Ter verdediging van het referendum (The Flemish Beerdrinker)
Onder weldenkend Europa heeft het referendum een slechte naam, en dat is er met de uitslagen van de referenda in Frankrijk en Nederland zeker niet beter op geworden. Machthebbers – zoals de Europese technocraten – houden niet van referenda, omdat de uitslag wel eens in hun nadeel kan uitdraaien. En toegeven, directe democratie heeft een aantal manifeste nadelen. Referenda worden vaak misbruikt om andere thema’s te bespelen dan waar het eigenlijk over gaat, er wordt gespeeld op emoties, het gaat om ingewikkelde thema’s waar je niet zomaar ja of nee op kan antwoorden en het geeft beleidsmakers eigenlijk de kans om hun verantwoordelijkheid te ontvluchten.
Al deze kritieken snijden zeker hout.

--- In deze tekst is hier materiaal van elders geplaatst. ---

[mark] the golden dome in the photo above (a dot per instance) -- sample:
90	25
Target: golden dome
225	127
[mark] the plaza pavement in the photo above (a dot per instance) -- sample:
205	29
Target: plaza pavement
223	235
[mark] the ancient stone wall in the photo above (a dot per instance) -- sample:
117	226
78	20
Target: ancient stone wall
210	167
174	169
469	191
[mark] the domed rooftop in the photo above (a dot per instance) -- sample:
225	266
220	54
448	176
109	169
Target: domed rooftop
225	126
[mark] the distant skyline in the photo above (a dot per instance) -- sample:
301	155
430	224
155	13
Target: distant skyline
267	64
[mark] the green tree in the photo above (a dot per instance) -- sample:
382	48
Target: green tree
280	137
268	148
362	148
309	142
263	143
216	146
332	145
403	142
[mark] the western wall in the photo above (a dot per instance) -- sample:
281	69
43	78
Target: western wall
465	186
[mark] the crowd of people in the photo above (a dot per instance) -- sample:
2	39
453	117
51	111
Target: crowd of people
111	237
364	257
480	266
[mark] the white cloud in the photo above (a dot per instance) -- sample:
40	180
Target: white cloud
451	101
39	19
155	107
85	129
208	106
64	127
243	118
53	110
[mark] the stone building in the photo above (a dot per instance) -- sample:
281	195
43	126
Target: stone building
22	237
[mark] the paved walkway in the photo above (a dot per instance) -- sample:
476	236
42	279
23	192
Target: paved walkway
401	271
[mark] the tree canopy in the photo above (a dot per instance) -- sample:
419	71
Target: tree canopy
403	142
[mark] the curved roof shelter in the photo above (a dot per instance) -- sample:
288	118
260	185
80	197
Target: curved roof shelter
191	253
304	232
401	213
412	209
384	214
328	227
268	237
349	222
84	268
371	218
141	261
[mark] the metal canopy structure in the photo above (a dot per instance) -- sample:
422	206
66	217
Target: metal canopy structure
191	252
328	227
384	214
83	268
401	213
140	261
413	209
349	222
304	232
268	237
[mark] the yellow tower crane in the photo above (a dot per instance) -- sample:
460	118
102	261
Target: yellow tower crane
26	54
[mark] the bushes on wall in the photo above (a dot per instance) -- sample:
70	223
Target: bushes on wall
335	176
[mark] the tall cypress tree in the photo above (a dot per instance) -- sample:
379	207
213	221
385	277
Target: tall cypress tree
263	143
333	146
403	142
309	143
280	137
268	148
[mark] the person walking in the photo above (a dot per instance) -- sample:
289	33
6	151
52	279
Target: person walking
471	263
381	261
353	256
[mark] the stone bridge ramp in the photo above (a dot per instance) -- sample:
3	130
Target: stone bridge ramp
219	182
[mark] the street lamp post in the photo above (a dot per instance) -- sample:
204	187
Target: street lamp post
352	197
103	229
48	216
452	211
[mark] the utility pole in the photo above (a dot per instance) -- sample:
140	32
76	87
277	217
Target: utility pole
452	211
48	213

Mijn antwoord hierop is eigenlijk tweevoudig:
1. indirecte democratie heeft ook nadelen, die zeker niet minder belangrijk zijn en die vaak ook dezelfde zijn,
2. net zoals bij indirecte democratie kan je ook bij referenda de nadelen opvangen door weldoordachte spelregels op te stellen.
Laat me beginnen met het tweede: de design.

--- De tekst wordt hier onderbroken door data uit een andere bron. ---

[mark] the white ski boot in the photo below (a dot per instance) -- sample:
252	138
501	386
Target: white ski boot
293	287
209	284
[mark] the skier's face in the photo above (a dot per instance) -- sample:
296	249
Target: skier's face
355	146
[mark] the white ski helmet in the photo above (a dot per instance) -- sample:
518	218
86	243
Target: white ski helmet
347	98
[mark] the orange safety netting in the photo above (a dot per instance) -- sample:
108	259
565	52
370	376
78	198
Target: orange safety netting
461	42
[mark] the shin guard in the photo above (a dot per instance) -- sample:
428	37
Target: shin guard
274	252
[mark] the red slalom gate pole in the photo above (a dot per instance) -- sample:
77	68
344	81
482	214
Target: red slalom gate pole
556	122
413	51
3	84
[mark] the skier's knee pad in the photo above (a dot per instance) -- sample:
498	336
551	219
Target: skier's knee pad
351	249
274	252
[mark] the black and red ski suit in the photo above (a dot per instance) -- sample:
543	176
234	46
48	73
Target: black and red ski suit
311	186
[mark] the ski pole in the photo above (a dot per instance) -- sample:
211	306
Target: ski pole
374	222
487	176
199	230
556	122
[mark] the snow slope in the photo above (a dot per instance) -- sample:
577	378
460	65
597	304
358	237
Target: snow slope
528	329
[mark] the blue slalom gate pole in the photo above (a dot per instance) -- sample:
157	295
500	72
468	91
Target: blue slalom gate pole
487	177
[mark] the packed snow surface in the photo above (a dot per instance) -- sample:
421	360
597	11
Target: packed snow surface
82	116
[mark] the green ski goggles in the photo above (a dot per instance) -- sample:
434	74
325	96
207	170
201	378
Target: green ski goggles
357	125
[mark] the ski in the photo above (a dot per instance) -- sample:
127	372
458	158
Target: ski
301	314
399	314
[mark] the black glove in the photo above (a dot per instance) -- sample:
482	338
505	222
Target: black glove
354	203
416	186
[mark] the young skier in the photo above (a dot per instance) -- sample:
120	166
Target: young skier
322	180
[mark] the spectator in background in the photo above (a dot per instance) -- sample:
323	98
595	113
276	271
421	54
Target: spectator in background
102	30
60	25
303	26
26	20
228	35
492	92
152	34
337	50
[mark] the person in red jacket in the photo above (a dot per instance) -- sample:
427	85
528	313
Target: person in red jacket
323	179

Ik denk dat een referendum wel degelijk een meerwaarde kan hebben. Maar daarvoor moeten er wel een aantal randvoorwaarden worden vervuld. Net zoals bij gewone verkiezingen moeten er ook bij referenda duidelijke spelregels zijn die moeten worden afgesproken en nageleefd.

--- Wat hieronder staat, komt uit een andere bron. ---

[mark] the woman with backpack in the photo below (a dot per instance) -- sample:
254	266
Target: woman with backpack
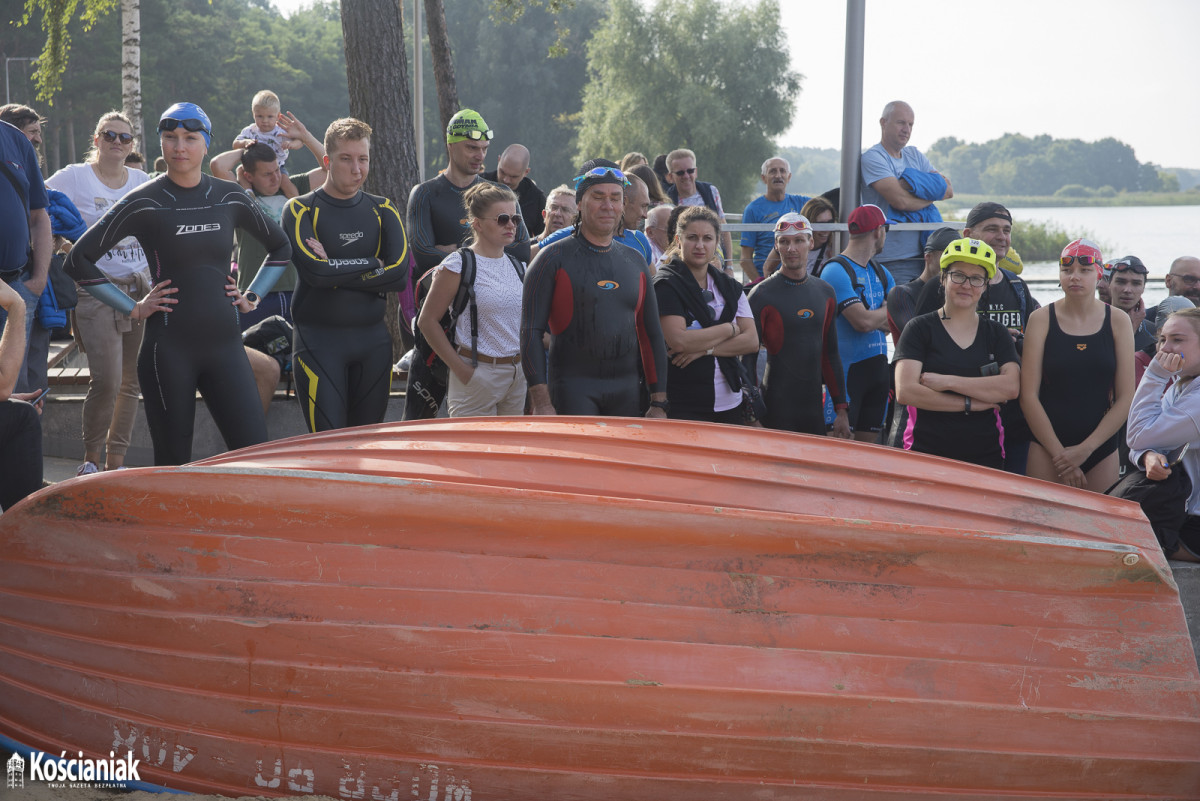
483	344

In de eerste plaats moet een referendum over een concreet onderwerp gaan, waarover de meningen verdeeld zijn. Zo kan men geen referendum organiseren over de vraag of de belastingen omhoog of omlaag moeten. Iedereen betaalt liever minder belastingen en bovendien is dat thema te breed, te algemeen en dus te abstract. Maar er kan wel een volksraadpleging worden georganiseerd over een concrete maatregel. Bijvoorbeeld de afschaffing van het kijk- en luistergeld, de verlaging van de registratierechten of de invoering van een Elia-taks op elektriciteit zijn wel mogelijke thema’s. Neem de Elia-heffing. In dit geval kan een discussie ontstaan onder de bevolking of deze taks wel de goede manier is om het inkomstenverlies van de gemeenten ten gevolge van de liberalisering van de energiemarkt op te vangen. Bovendien raakt deze taks concreet de bevolking omdat de prijs van elektriciteit erdoor zal stijgen. Energie is een basisbehoefte, waarom zou de burger dan niet het recht hebben om zich hierover uit te spreken? Focus is met andere woorden zeer belangrijk.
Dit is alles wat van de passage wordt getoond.